En ese sentido, se revocará el fallo impugnado y, en su lugar, como se anticipaba en precedencia, se amparará el derecho fundamental de petición de la señora Miranda Jaraba. Para la efectividad de la dispensa que aquí se concede, se ordenará al ministerio accionado, que proceda, si aún no lo hubiere hecho, a más tardar dentro de las cuarenta y ocho (48) horas siguientes a la notificación de esta sentencia, a dar efectiva respuesta a la petición elevada ante esa cartera por la accionante de marras, radicada el 5 de octubre de 2010, bajo el número 017303, aclarándose que en modo alguno se condiciona el sentido de tal respuesta.
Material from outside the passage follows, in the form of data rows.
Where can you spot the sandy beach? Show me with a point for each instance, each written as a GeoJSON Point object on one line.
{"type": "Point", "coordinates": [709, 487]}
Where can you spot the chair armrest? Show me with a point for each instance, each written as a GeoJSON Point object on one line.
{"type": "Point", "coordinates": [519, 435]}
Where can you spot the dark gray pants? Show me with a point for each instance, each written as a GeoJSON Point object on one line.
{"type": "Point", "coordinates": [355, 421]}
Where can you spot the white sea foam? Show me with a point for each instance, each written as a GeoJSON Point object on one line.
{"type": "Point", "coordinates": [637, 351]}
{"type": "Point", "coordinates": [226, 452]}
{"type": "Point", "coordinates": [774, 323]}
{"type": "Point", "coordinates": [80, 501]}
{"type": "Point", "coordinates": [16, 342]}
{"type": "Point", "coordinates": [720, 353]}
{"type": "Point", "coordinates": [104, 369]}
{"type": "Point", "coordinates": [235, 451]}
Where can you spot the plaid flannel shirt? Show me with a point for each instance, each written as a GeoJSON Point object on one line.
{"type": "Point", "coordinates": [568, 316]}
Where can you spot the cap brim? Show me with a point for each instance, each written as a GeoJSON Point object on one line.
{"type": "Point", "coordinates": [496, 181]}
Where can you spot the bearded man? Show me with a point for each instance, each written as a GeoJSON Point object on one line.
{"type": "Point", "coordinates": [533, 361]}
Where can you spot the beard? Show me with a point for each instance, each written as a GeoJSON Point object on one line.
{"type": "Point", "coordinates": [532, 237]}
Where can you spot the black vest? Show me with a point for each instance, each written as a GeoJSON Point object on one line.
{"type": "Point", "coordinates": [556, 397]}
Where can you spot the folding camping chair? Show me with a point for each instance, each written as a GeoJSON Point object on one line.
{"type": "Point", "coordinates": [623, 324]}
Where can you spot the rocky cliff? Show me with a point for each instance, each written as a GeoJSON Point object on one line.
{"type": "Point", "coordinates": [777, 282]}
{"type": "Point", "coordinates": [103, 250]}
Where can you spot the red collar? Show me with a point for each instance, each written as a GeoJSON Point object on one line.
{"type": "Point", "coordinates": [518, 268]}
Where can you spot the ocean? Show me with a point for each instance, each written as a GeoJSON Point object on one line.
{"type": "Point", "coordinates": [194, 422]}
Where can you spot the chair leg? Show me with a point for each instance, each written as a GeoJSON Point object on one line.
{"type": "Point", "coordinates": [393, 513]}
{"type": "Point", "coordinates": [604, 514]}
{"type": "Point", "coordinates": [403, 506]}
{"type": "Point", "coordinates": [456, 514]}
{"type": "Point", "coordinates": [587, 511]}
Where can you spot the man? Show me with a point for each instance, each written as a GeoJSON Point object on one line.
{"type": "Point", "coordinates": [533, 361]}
De lo anterior, habrá de darse cuenta oportunamente al colegiado a quo, quien velará por el cabal cumplimiento de lo ordenado. En mérito de lo expuesto, la Corte Suprema de Justicia, Sala de Casación Laboral, administrando justicia en nombre de la República y por autoridad de la ley, RESUELVE:

PRIMERO: REVOCAR la decisión impugnada, conforme las razones que vienen indicadas en la parte motiva de esta sentencia. En su reemplazo, se dispone CONCEDER la tutela del derecho de petición invocado por la señora GLORIA ISABEL MIRANDA JARABA, para lo cual SE ORDENA al MINISTERIO LA PROTECCIÓN SOCIAL – GRUPO INTERNO DE TRABAJO PARA LA GESTIÓN DEL PASIVO SOCIAL DE LA EMPRESA PUESRTOS DE COLOMBIA, por conducto de su titular, o quien haga sus veces, que proceda, si aún no lo hubiere hecho, a más tardar dentro de las cuarenta y ocho (48) horas siguientes a la notificación de este fallo, a dar respuesta a la petición por aquella elevada ante esa cartera, radicada el 5 de octubre de 2010, bajo el número 017303, aclarándose que en modo alguno se condiciona el sentido de tal respuesta.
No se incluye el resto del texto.